Why It's Taking Off: Total Boox lets you sample e-books, and take in single pages or chapters, without forking over the full purchase price.
In the days when books were only available in wearable and tearable bound editions, it made sense for buyers to pay money upfront. But with the advent of e-books, that model may no longer be desirable or even necessary, contends Israel-based entrepreneur Yoav Lorch. Lorch, who is also a published author, is the founder and CEO of Total Boox, a web and app-based system in early beta that lets you "read first, pay later."
Sign up for Total Boox through its app for Android tablets and you'll receive $2 in book-buying credit. (An iPad app is scheduled to hit the App Store in mid-February.) You can then download any e-book in the catalog. You can also browse other readers' book "playlists" and download them with a single tap, and create your own. Selection is limited to 10,000 e-books at present, as only a handful of small publishers, including F+W Media and Chicago-based Sourcebooks, have signed on to the platform. Lorch says he is currently in discussions with Penguin about bringing its titles to Total Boox a deal that could bring both quality content and other big publishers to the system.
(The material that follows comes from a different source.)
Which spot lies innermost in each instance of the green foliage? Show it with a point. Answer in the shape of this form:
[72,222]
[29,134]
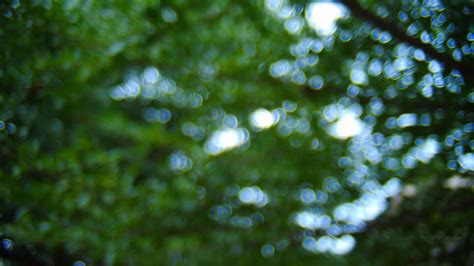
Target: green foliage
[112,113]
After downloading an e-book, you're welcome to flip through it from beginning to end for free. Only if you stay on a single page for more than six seconds the minimum amount of time Lorch argues you would need to "read" a significant part of a page will you be charged, and then only for what fraction of a book you read. So if you read 10 pages of a 100-page book that costs $10, you'll only pay $1. Those pages don't need to be consecutive either; you could read the first chapter and the last chapter, and won't be charged for any of the content in the middle. After you've exhausted your $2 credit, you can purchase additional credits starting at $10 using a credit card or PayPal, just as you would with Skype or the Paperless Post.
The advantages for consumers are clear: Just as you might in a physical bookstore, you can download and explore a wide variety of books without committing to purchase. It's a less restrictive system for e-book discovery than Amazon's, which will often only let readers sample the first chapter of a book. The opportunities for the education market are perhaps even greater, when you think of all the students and researchers who may only require access to a single article or chapter of a book. It's easy to imagine a system perhaps subsidized by university libraries where they could pay for just the portion they need.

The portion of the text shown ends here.